Developmental pathways during in vitro progression of human islet neogenesis.

Islet neogenesis, or the differentiation of islet cells from precursor cells, is seen in vitro and in vivo both embryonically and after birth. However, little is known about the differentiation pathways during embryonic development for human pancreas. Our previously reported in vitro generation of islets from human pancreatic tissue provides a unique system to identify potential markers of neogenesis and to determine the molecular mechanisms underlying this process. To this end, we analyzed the gene expression profiles of three different stages during in vitro islet generation: the Initially Adherent, Expanded, and Differentiated stages. Samples from four human pancreases were hybridized to Affymetrix U95A GeneChips, and data analyzed using GeneSpring 7.0/9.0 software. Using scatter plots we selected genes with a 2-fold or greater differential expression. Of the 12,000 genes/ESTs present on these arrays, 295 genes including 38 acinar-enriched genes were selectively lost during the progression from the Initially Adherent stage to the Expanded stage; 468 genes were increased in this progression to Expanded tissue; and 529 genes had a two-fold greater expression in the Differentiated stage than in the Expanded tissue.

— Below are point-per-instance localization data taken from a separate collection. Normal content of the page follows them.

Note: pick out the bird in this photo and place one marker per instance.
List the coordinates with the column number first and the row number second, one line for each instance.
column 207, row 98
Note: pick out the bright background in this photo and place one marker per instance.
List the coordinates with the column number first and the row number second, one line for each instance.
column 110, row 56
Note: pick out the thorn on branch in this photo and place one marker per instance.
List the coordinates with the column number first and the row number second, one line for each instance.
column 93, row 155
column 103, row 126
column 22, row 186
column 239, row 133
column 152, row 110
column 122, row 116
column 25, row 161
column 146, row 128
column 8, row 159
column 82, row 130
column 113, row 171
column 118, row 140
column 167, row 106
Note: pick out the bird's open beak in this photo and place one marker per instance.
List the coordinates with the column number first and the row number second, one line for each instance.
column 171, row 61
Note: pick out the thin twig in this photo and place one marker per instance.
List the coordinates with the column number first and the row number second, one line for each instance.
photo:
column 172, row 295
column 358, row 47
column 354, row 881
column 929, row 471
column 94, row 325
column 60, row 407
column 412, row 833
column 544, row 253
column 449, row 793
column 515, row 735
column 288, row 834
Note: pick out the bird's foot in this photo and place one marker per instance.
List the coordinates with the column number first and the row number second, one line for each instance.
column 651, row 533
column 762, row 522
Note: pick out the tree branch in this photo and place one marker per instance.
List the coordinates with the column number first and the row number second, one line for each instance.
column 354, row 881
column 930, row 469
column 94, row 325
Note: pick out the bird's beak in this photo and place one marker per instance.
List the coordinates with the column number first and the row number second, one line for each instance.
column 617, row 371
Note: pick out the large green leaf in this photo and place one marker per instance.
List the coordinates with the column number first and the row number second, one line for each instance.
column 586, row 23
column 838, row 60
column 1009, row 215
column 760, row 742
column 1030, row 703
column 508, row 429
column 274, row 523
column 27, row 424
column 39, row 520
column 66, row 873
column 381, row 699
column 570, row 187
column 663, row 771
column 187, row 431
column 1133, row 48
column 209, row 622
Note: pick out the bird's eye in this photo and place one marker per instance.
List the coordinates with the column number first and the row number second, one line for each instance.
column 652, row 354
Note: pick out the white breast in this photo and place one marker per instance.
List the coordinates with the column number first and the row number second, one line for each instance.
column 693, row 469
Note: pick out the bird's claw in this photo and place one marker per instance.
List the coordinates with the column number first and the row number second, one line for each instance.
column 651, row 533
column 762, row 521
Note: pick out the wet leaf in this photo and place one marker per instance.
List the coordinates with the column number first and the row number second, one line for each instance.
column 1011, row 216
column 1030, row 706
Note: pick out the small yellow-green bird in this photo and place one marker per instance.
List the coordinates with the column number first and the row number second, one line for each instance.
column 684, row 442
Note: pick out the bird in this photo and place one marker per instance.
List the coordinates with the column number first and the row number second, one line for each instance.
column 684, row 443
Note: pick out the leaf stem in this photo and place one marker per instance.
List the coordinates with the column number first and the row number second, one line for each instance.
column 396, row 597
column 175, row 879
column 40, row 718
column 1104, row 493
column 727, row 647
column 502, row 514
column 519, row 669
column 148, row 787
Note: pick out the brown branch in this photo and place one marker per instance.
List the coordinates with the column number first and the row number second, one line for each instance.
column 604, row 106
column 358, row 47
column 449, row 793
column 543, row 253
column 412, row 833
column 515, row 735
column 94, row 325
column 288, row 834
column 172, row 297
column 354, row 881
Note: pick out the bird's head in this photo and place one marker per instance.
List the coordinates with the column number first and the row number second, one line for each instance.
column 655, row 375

Besides the expected increases in insulin, glucagon, and duct markers (mucin 6, aquaporin 1 and 5), the beta cell auto-antigen IA-2/phogrin was increased 5-fold in Differentiated. In addition, developmentally important pathways, including notch/jagged, Wnt/frizzled, TGFbeta superfamily (follistatin, BMPs, and SMADs), and retinoic acid (COUP-TFI, CRABP1, 2, and RAIG1) were differentially regulated during the expansion/differentiation. Two putative markers for islet precursor cells, UCHL1/PGP9.5 and DMBT1, were enhanced during the progression to differentiated cells, but only the latter could be a marker of islet precursor cells. We suggest that appropriate manipulation of these differentiation-associated pathways will enhance the efficiency of differentiation of insulin-producing beta-cells in this in vitro model.